The models to use are the following:
- DecisionTreeClassifier
- GaussianNB
- KNeighborsClassifier
- RandomForestClassifier
The pipeline with the best result will be stored in the TRAINED_FILE_PATH
path (you can update this value in .env
file)
The following requirements are needed:
- docker
- docker-compose
But in order to perform debug tasks and also to simplify the work is highly recommended to have also these dependencies:
- python >=3.9
- make
- pipenv
- poetry
If you have the minimum requirements, run the project is a piece of cake, just run the following:
docker-compose up -d
And if you have make, is even easier:
make
And voila!, your project will be running in a docker container
All the project is dockerized, and it has not extra requirements, so it can be deployed easily anywhere.
The main architecture of the service is as following:
The pipeline to use is not just one. The main process to train pipelines is
in src/celery_brain_services/tasks/train_and_select_pipelines.py
It will use different models and different PCA optimizations, and check which has the best predictions on the test data, so, maybe when the data grow up, the best pipeline can change.
In order to optimize resources if a model with fewer components has the same scoring rounded to the second decimal, it will be the "winner".
All the pipelines must pass through a data clean transformations. You can check all these transformers in the
module brain_services.transformers
The project only has unit tests, and to check that all tests are ok just exec the following:
make test
or
docker exec senniors_brain_services python -m pytest --log-cli-level=ERROR --disable-pytest-warnings
You can check the api documentation in the following endpoints:
/senniors_brain_services_documentation
/senniors_brain_services_redoc
You can change the endpoints updating the following env variables:
DOCS_URL
REDOC_URL
If you set the env values to 'None', the documentation wil be hidden (this is recommended for production environments)

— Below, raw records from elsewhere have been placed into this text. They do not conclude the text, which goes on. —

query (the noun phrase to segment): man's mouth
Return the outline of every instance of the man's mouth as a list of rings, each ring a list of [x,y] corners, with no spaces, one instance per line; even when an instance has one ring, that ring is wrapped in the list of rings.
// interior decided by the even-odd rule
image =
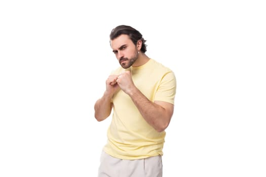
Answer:
[[[122,63],[123,62],[125,61],[127,61],[128,60],[127,59],[120,59],[119,60],[119,62],[120,63],[120,64]]]

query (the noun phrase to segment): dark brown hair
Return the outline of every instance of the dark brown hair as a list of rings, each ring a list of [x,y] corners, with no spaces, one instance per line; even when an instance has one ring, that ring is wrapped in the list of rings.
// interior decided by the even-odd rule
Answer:
[[[142,45],[140,51],[143,53],[145,53],[147,51],[145,44],[146,40],[142,37],[142,35],[136,29],[132,28],[130,26],[127,25],[119,25],[113,28],[110,33],[110,40],[113,40],[118,37],[121,34],[126,34],[129,36],[130,39],[132,41],[133,43],[136,46],[137,42],[139,40],[141,40]]]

- First we should create a CI/CD, maybe with jenkins and a Jenkinsfile, that pass all the tests if needed and deploy the project in different environments.
- Then we need to create E2E test cases, maybe with postman and a newman container.
- Also, it must be integrated with the backend databases. Instead of using a csv it should extract the information from a database shared with the backend.
- Instead of saving the pipelines in local, it should be uploaded to an S3 instance.